Transmettre, ou la revanche de la salle
Depuis 2019, Éric Mauchaussé est formateur au Purple Campus de Perpignan. CAP, BP, restaurant d’application, TP, flambages, découpages : il redonne vie à des gestes oubliés et plaide pour une vision élargie du métier. “Servir, ce n’est pas juste poser une assiette. C’est connaître la cuisine, savoir parler d’un vin, raconter une recette.” Il observe avec lucidité les écarts générationnels. Peu d’élèves en salle, beaucoup plus en cuisine. Une désaffection qu’il tente de compenser par la passion, la rigueur, et une pédagogie nourrie par l’expérience. “J’ai envie qu’ils aient une vision plus large, qu’ils comprennent la noblesse du geste.”

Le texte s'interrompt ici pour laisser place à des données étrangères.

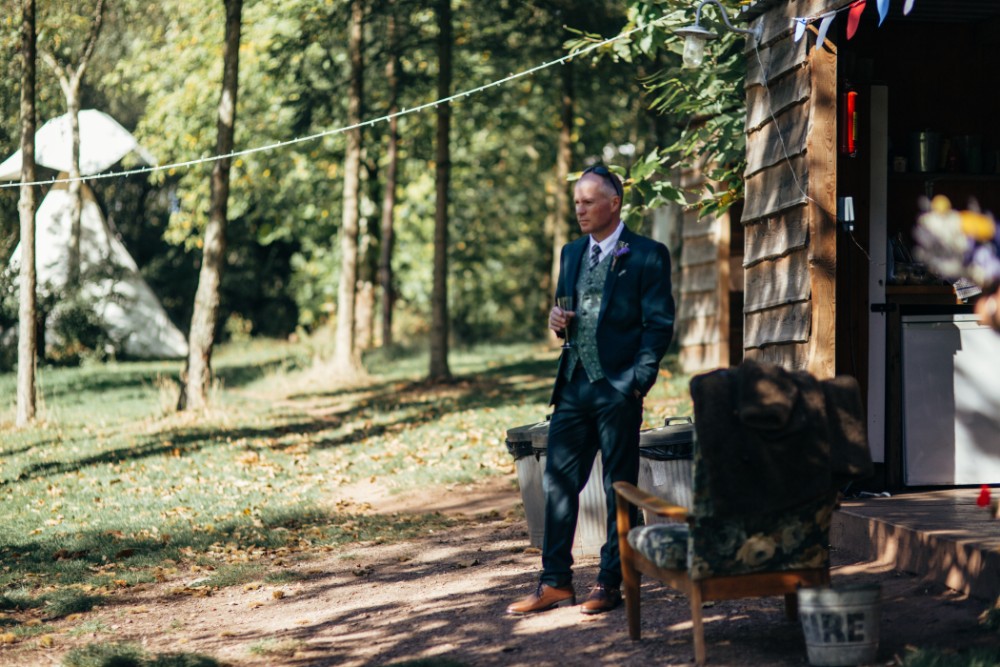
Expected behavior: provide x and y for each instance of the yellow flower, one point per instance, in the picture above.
(977, 226)
(757, 550)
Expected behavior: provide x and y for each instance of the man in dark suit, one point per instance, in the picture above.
(620, 328)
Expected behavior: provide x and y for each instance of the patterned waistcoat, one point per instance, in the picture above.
(589, 291)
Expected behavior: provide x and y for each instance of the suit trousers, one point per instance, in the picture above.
(589, 417)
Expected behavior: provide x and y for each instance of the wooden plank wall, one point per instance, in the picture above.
(703, 307)
(789, 215)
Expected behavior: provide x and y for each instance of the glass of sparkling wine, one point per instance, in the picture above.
(565, 303)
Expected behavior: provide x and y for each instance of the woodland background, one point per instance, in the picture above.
(157, 68)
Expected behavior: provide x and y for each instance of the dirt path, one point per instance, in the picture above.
(443, 596)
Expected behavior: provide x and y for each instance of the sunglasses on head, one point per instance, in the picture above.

Les Toques Blanches, un levier essentiel
Pour lui, l’action des Toques Blanches est primordiale. Il salue le travail de Jean Plouzennec et l’énergie de l’association à faire rayonner la gastronomie catalane au-delà des frontières. Il évoque les débuts discrets – “la Mostra” au Clos des Lys – et les avancées concrètes, notamment l’inclusion croissante des arts de la table. “Ce ne sont plus seulement les chefs. Il y a les vignerons, les producteurs, la salle. C’est une belle dynamique. ”
Et après ?
Le 1er juillet, Éric Mauchaussé prendra officiellement sa retraite. Mais difficile de croire qu’il disparaîtra du paysage gastronomique local. Il envisage déjà de s’investir davantage dans l’association, d’accompagner des jurys, de faire des interventions ponctuelles au centre de formation. Parce qu’on ne se défait pas de 45 ans de passion comme on raccroche un veston. “C’est ma vie. Je ne pourrai pas faire autrement.” Il le dit sans emphase. Juste avec cette sincérité désarmante qui résume si bien son parcours.